Thursday, September 09, 2021
Brian Bell
UCI News

Researchers insert a vacuum line down a borehole in Megadunes, Antarctica, to pump air out of the snow pack. Researchers at UCI analyzed the “firn” air to determine that the amount of molecular hydrogen in Earth’s atmosphere has increased by 70 percent since the mid 1800s.

Picture Credit:
UCI

Earth system scientists at UCI studied air trapped in compacted layers of Antarctic ice and snow to come up with some answers and a few new questions about the amount of molecular hydrogen in our planet’s atmosphere. H2 is a byproduct of fossil fuel combustion, biomass burning and the oxidation of methane, among other sources, and has an impact on global warming and the ozone layer. The UCI researchers, who were joined by scientists from the National Oceanic and Atmospheric Administration, the University of Colorado Boulder and UC San Diego, learned that molecular hydrogen increased from 330 to 550 parts per billion in Earth’s atmosphere from 1852 to 2003, the time span measured in the firn air collected near the South Pole at Megadunes, Antarctica. The team reported its findings in a paper published recently in the Proceedings of the National Academy of Sciences.

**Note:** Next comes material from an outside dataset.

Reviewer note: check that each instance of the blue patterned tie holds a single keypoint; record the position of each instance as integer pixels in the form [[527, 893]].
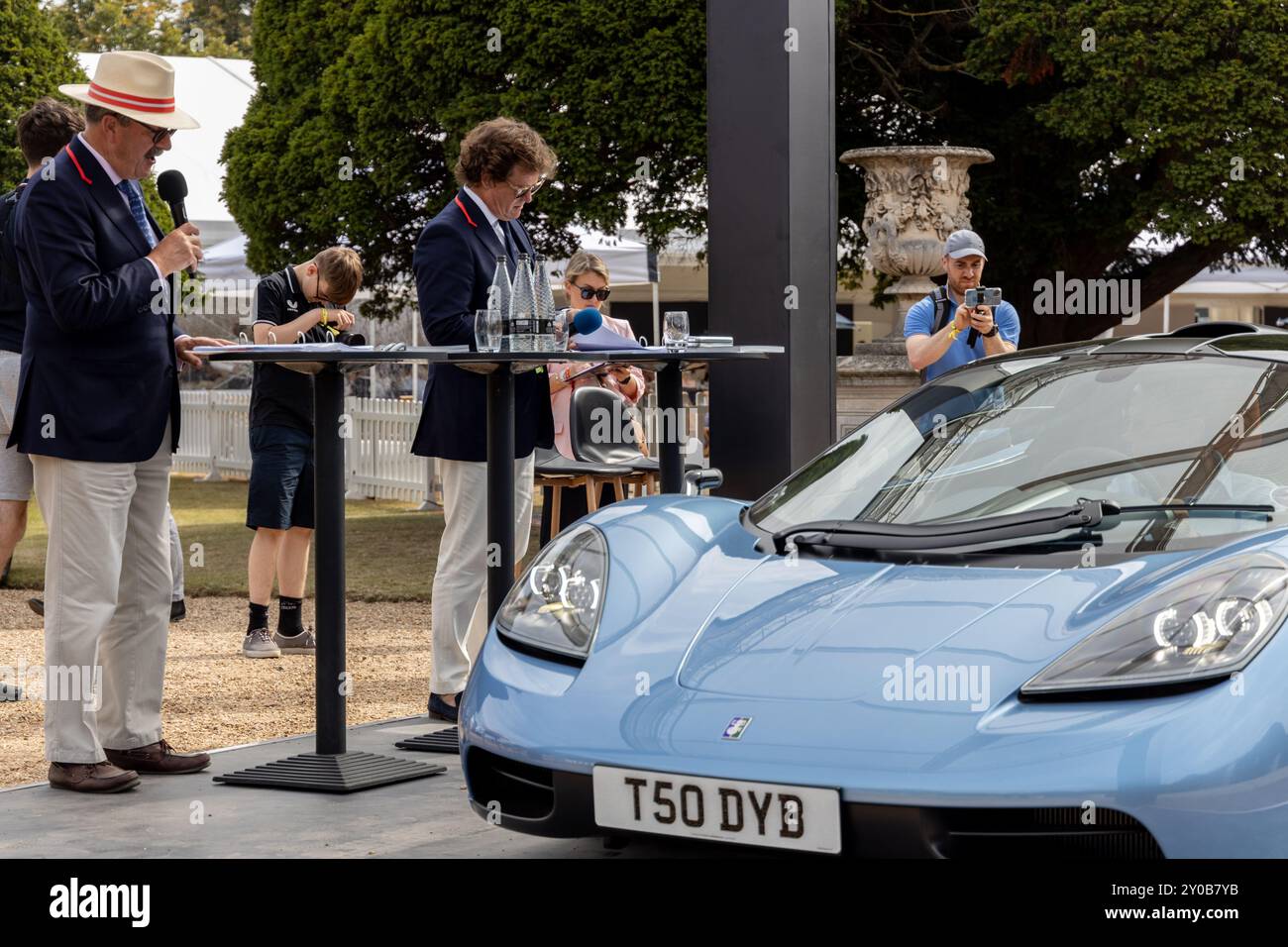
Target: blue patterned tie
[[137, 210]]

“Aging air is trapped in the perennial snowpack above an ice sheet, and sampling it gives us a highly accurate account of atmospheric composition over time,” said lead author John Patterson, a graduate student in the laboratory of Eric Saltzman, UCI professor of Earth system science. “Our paleoatmospheric reconstruction of H2 levels has greatly enhanced our understanding of anthropogenic emissions since the beginning of the industrial revolution.”

Patterson said the bulk of the growth in H2 is attributable to human activities, especially those resulting in transportation-sourced emissions, but a portion of the increase is still unaccounted for. “Government policies on tailpipe emissions have led to a decrease in carbon monoxide in the atmosphere, so we should have expected to see the same impact on molecular hydrogen, but that appears to not be the case,” he said. “There’s no evidence that atmospheric molecular hydrogen emissions decreased in the 20th century, so we are likely underestimating nonautomotive sources of the gas.”

The researchers said there may be a new source of H2 emissions looming on the horizon as more people adopt zero-carbon hydrogen power for autos and other needs, leading to the possibility of leakage into the atmosphere.

Joining Patterson and Saltzman in the study were Murat Aydin, UCI associate researcher in Earth system science; Andrew Crotwell and Gabrielle Petron of CIRES at CU Boulder/NOAA Global Monitoring Laboratory; Jeffrey Severinghaus of the Scripps Institution of Oceanography at UC San Diego; and Paul Krummel and Ray Langenfelds of Australia’s Commonwealth Scientific and Industrial Research Organisation.